At best, an organization might expect or hope that its actual allocations will mimic its conventionally achieved virtual allocations. However, prior art manufacturing and planning systems fall far short of being able to suggest an optimal virtual allocation of product demands with resources. Consequently, actually achieving an optimal allocation is nearly impossible using conventional techniques.
One explanation for the problems of prior art systems is that virtual allocations generated by such systems are often unrealistic. For example, such conventional systems typically generate virtual allocations based on an assumption that all resources, whether labor or equipment, are treated the same when they are actually allocated. In reality, manufacturers often treat different resources differently. Thus, plans made using such conventional systems are flawed from the outset, and actual allocations tend to differ markedly from the virtual allocations.
In addition, prior art systems often use simplistic "hard" prioritization schemes in allocating resources to lots. Such hard prioritization schemes allocate a resource first to a lot having a higher priority then allocate the resource to a lower priority lot. This and other prioritization schemes often lead to an inefficient use of resources in a complex allocation scenario. In a complex allocation scenario, an allocation of a resource to a lot may often be delayed without harming the lot's overall completion time because of downstream bottlenecks in the lot's processing flow. In such situations, lower priority lots may utilize a resource before the higher priority lots without harming the higher priority lots' completion time. Conventional planning systems which fail to allow lower priority lots to receive resources ahead of higher priority lots in such situations inefficiently allocate resources.
Moreover, such conventional systems typically operate by traversing backward in time. In other words, a desired output time, or deadline, for a product lot is supplied to the system, and the system works backward in time from this deadline to determine when various processes need to be started and completed in order to meet the deadline. Unrealistic plans often result because the system focuses on processes needed to accomplish deadlines more than on resources practically available for allocation or on whether a desired deadline is realistic. Consequently, such virtual allocations are expected to describe only that which an organization believes must happen in order to meet a deadline and not that which can or will actually happen.
Of course, an actual manufacturing environment does not operate backwards through time. Thus, a consequence of such backward traversal is that the prior art systems fail to adequately simulate actual operation of manufacturing environments. For example, prior art systems do not automatically evaluate alternate resource allocation outcomes in generating plans. As a result, the generation of an efficient plan using conventional planning systems is a hit-or-miss proposition at best.
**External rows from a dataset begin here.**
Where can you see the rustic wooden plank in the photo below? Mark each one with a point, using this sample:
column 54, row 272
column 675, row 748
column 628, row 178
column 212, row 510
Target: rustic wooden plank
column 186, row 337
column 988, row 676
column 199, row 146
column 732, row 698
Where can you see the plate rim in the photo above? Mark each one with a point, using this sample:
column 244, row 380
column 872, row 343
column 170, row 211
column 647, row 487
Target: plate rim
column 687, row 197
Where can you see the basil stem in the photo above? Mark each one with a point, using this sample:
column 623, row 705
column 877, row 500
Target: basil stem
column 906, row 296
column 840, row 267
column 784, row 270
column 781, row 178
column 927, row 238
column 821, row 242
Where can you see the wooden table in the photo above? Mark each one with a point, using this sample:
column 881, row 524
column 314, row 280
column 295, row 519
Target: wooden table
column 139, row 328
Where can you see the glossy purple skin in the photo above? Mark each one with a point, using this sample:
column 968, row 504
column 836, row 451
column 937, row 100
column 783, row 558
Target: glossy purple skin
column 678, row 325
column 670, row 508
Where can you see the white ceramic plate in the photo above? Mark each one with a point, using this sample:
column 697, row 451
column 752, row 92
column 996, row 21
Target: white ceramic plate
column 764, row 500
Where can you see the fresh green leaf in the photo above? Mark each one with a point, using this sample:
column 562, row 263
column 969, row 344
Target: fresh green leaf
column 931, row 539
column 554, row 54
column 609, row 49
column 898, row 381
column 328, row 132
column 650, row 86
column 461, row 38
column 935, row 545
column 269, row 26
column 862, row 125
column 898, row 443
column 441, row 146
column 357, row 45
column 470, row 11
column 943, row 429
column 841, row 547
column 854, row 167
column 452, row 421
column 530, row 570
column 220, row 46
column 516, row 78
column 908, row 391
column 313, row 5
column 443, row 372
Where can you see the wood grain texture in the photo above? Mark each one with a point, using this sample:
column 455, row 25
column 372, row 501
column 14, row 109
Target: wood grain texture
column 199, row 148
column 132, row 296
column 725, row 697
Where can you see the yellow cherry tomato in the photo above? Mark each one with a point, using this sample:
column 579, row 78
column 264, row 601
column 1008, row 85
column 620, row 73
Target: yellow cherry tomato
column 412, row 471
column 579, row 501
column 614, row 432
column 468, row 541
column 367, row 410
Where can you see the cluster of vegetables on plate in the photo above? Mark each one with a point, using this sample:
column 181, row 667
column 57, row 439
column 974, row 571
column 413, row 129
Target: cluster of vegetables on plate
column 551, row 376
On the other hand, an organization would receive substantial benefits if it could make virtual allocations that could be closely mimicked by actual allocations. Specifically, such mimicry would permit optimized organizational efficiency. Accurate virtual allocation would permit improved use of resources. For example, resources could be kept busy at optimal efficiencies for longer periods of time. Additionally, lots could be sized, designed, and otherwise managed for improved processing, given an organization's resources. Moreover, with close mimicry of actual allocations to virtual allocations, an organization could improve predictions for when its lots would be completed.